Sunday, 12 September 2010
REVIEW: Tamara Drewe
I'm going up the country, don't you want to go?
If you read any kind of critic regularly, you can pick up their patterns and in a way begin to guess what they'll give things, and I knew before seeing this movie it was going to get a pass from British critics, particularly those of reported culture, such as The Independent or The Guardian. I have a theory as to why this happens, because there are so few mainstream release British films that when one comes along that tries do something new, triumph or no, they sing its praises. Like the proverbial Charlie and his one chocolate bar a year, they tend to hold on to it, savor it and elevate it to higher status then it deserves. Sometimes with films like Shaun Of The Dead this is OK, because it deserves it, but in other cases, say Lock, Stock And Two Smoking Barrels or East Is East, blowing things out of proportion is just unfair to the film.

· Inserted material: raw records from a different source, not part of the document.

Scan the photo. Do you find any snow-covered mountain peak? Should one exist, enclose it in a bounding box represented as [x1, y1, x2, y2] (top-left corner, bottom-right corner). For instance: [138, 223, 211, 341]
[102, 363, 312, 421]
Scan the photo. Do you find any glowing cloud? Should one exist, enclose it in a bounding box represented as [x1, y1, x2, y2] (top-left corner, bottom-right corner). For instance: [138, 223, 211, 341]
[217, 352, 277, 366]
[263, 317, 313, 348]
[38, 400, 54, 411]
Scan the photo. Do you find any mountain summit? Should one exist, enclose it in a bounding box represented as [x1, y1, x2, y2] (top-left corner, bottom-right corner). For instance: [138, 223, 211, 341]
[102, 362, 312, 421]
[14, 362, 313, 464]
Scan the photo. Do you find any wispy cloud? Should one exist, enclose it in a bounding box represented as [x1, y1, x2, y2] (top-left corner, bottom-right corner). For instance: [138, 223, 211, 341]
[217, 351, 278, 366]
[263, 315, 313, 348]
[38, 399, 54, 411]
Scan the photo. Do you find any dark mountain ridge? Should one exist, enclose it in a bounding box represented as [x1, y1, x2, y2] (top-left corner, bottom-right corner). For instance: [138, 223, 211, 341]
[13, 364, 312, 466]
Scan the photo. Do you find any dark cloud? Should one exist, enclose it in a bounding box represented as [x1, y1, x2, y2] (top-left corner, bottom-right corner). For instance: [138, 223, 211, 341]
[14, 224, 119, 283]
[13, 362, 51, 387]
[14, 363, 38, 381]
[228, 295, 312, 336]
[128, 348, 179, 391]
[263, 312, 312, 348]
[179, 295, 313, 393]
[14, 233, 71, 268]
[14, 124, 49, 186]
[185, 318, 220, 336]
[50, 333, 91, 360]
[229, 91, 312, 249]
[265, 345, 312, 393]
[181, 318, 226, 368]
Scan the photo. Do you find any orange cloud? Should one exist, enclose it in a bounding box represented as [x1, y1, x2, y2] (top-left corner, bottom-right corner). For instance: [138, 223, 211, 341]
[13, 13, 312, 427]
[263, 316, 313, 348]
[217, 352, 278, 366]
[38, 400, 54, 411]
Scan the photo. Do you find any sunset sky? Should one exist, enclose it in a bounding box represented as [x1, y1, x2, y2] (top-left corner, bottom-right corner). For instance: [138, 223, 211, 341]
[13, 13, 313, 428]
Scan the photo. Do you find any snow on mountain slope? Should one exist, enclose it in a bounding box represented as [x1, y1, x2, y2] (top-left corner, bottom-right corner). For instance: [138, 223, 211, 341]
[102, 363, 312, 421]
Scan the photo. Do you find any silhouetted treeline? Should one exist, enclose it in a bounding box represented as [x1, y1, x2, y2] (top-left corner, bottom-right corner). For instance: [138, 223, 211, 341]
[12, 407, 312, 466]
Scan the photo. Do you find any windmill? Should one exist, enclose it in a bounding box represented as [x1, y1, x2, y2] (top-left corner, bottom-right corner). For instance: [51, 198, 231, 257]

I'll concede to the fact that this is on a lesser scale, but for me Tamara Drewe misses more then it hits and some conceptual originality and some literary allegory doesn't make up for that. Its main problem or the one that left me the coldest to what it was trying to do, which in its defense, is something fairly new, was that it was one of those films where everybody finds a certain character fascinating, beguiling and altogether enchanting and it just doesn't make sense. I think Tamara was supposed to be one of those beautiful, brilliant yet flawed enigmas, but while Gemma Arterton can certainly pull of beautiful, I'm about ready to call time on her being a genuinely talented actress.
She's been in four films this year, and she's been terrible in two of them and outshined in the other two. Can't really blame the girl for the banality of Prince Of Persia and Clash Of The Titans, but I think that between this and The Disappearance Of Alice Creed, she was out to prove she could actually act. The problem is she's not really that great in this, I could list four or five actors with lesser parts that make a stronger impression in the film, and all I came out of Alice Creed thinking was that Eddie Marsan is awesome. I'm sure she'll come out with something in 2011 to prove me wrong, but as of this moment I'm on the waiting to be impressed side of things. I think of the performances in this film, Jessica Barden as a stifled to the point of insanity teenager, came off the best, in a performance that's both funny and a little unnerving when it had to be. Tamsin Greig and Bill Camp turn in reliable supporting performances and Dominic Cooper is some fun as the most stereotypical rock musician since last Tuesday. I don't like Roger Allam. He's always hammy and irritating and that doesn't change here. No time for this guy.
To be fair the film had a bit more about it then I was expecting after its god-awful, hideous trailer. Its intelligent, quite stylish in places and is very British. Which some people have used as a compliment and others a criticism, and to be frank I lean toward the latter camp. Its not a bad movie by any means, but its not as good as it thinks it is, nor as satirically valuable.